For instance, a simple CV phonology with three consonants and three vowels might be represented by:
ka ta pa ki ti pi ku tu pu
It's clear that there are several ways we could pick three different monosyllables that each differ from the others by two phonemes (e.g., ka, ti, and pu; or ta, pi, and ku; or pa, ki, and tu); but there's no way to get more than three out of it. We can represent this by blocking off all the spaces in the same row and column as a word we've picked.
Step 1:
ka ## ## ## __ __ ## __ __
Step 2:
ka ## ## ## ti ## ## ## __
Step 3:
ka ## ## ## ti ## ## ## pu
If we extend this into three dimensions, by allowing a final consonant, the second layer we add allows us to get three more redundant words out of the system (e.g., /kin/, /tun/, /pan/); as does the third (/kum/, /tam/, /pim/) — but a fourth layer (four final consonants, or three consonants plus null) yields no additional benefit in terms of the maximum number of words available. It's easy to see why; for each cell of the matrix representing a word we pick, we must block off not only the cells on the same row or column of the same layer, but the cells on the same row and column of every other layer. After we've picked nine words from the first three layers of our 3x3x4 matrix, all the cells on the fourth layer are blocked off.

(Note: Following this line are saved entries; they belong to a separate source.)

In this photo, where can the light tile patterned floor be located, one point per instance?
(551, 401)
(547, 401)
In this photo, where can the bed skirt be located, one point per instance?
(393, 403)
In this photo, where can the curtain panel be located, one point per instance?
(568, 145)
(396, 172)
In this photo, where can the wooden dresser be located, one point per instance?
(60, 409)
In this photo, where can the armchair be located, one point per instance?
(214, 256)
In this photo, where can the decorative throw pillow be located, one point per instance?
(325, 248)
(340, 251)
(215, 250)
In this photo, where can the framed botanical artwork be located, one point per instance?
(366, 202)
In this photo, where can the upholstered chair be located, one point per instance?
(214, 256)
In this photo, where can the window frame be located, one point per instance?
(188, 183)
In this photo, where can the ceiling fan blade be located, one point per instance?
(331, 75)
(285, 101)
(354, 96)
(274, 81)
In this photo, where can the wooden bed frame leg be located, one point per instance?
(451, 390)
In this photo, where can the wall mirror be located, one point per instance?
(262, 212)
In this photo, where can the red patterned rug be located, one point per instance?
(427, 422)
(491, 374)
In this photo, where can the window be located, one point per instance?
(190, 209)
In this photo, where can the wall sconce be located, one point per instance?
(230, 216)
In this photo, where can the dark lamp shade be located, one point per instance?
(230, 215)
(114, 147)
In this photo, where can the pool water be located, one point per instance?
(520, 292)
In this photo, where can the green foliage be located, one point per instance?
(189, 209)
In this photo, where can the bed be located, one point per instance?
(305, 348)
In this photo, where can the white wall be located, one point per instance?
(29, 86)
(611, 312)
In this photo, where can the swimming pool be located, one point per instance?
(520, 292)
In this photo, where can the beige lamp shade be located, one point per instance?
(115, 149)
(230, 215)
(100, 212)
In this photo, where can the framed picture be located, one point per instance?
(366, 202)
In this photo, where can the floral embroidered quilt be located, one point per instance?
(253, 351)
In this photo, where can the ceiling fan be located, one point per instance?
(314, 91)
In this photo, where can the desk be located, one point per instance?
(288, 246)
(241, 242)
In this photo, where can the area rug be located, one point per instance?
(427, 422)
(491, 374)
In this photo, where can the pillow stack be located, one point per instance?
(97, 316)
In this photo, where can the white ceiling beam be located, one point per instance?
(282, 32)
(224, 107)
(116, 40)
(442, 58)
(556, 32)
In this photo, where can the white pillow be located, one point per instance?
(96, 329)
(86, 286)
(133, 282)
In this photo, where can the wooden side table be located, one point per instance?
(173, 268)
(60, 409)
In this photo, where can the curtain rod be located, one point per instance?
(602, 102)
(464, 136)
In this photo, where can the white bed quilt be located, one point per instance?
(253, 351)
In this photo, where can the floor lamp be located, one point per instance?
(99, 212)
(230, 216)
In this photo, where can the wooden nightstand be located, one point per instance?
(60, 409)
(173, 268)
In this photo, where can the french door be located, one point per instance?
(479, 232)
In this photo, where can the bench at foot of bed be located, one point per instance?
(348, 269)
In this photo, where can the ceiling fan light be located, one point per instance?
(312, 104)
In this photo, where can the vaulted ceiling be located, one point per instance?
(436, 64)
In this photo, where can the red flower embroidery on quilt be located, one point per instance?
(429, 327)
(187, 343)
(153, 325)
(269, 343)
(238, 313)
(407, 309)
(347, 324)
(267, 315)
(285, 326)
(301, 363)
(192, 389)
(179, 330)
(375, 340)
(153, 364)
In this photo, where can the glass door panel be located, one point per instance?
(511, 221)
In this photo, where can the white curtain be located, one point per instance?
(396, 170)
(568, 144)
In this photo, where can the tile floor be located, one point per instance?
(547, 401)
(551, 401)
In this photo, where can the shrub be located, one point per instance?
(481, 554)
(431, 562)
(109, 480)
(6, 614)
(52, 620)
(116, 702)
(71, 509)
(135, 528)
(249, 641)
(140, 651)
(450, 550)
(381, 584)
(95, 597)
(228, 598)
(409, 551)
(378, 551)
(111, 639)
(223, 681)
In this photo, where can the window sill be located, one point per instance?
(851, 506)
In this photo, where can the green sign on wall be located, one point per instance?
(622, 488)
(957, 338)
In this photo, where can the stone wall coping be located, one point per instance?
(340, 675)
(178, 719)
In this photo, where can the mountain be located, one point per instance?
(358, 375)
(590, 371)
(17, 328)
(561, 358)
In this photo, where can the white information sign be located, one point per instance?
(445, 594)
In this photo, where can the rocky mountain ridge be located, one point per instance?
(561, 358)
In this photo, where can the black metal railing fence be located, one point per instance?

If the phonotactics of the language don't allow for certain phonemes to occur next to each other, we can pre-block certain cells of the matrix (representing words in which those forbidden combinations occur) before we start searching. This may reduce the total number of words available. For instance, if we have initial consonants /k/, /j/, /m/; medial vowels /i/, /u/, /a/; and the same consonants in final position, it's obvious we can get up to nine redundant CVC words. But if we forbid the sequence /ji/, we must pre-block three cells (one in each layer), and can get no more than eight redundant words (two of the cells blocked because they have /ji/ would have been blocked by our choice of other words anyway). If we forbid /ij/ as well, the by the simpler algorithm described so far we must pre-block five cells (one cell represents /jij/). It's still possible to get eight redundant words under these constraints, as Alex Fink pointed out in private email; he suggests starting with a set of nine redundant words that contains /jij/ and then drop it, getting e.g. /jam juk mik maj mum kim kak kuj/. I haven't yet gotten around to figuring out how to generalize this insight for any arbitrary set of constraints in any number of dimensions, or implement it in my scripts, but I plan to work on the next time I am getting ready to generate vocabulary for a particular conlang (e.g., when I eventually build a large enough corpus for säb zjed'a to make corpus frequency analysis meaningful, and am ready to relex it with a new (hopefully more euphonious!) set of redundant morphemes). I suppose one way to do it might be to first figure out how many constraints each cell violates, and then find one of those that violate the most constraints, and let that be the starting point for the script's geometrical iteration over the set of all cells; then remove the offending word we started with when done...? Or iterate over the cells in order of most to least constraints they violate, instead of in the straightforward geometrical ordere described below, and then drop all words that violate any constraints at the end? This needs a lot more work. [updated 2008/8/7]
The maximum number of redundant words to be extracted from a given phonology, assuming there are no forbidden sequences, is equal to the product of the width of the matrix in all dimensions except the widest. (If the width is equal in all dimensions — that is, the same number of phonemes can occur in every slot — we can consider any of them the widest, since they're equal, and discard one of them to multiply the others — e.g., for a 3x3x3 matrix (representing CVC syllables with three consonants and three vowels), 3 * 3 = 9.) So for instance, with ten initial consonants, an optional semivowel (one of two; so three possibilities for the second slot), one of five vowels, and an optional final nasal (one of three; so four possibilities for the fourth slot), the dimensions are 10x3x5x4, and the maximum number of redundant words is 3 * 5 * 4 = 60. It wouldn't matter if there were only 5 initial consonants allowed, or as many as 100; the maximum number of words would still be 60. The redundant words available in an N-slot phonology are bottlenecked by the (N-1) smallest dimensions in the matrix representing it.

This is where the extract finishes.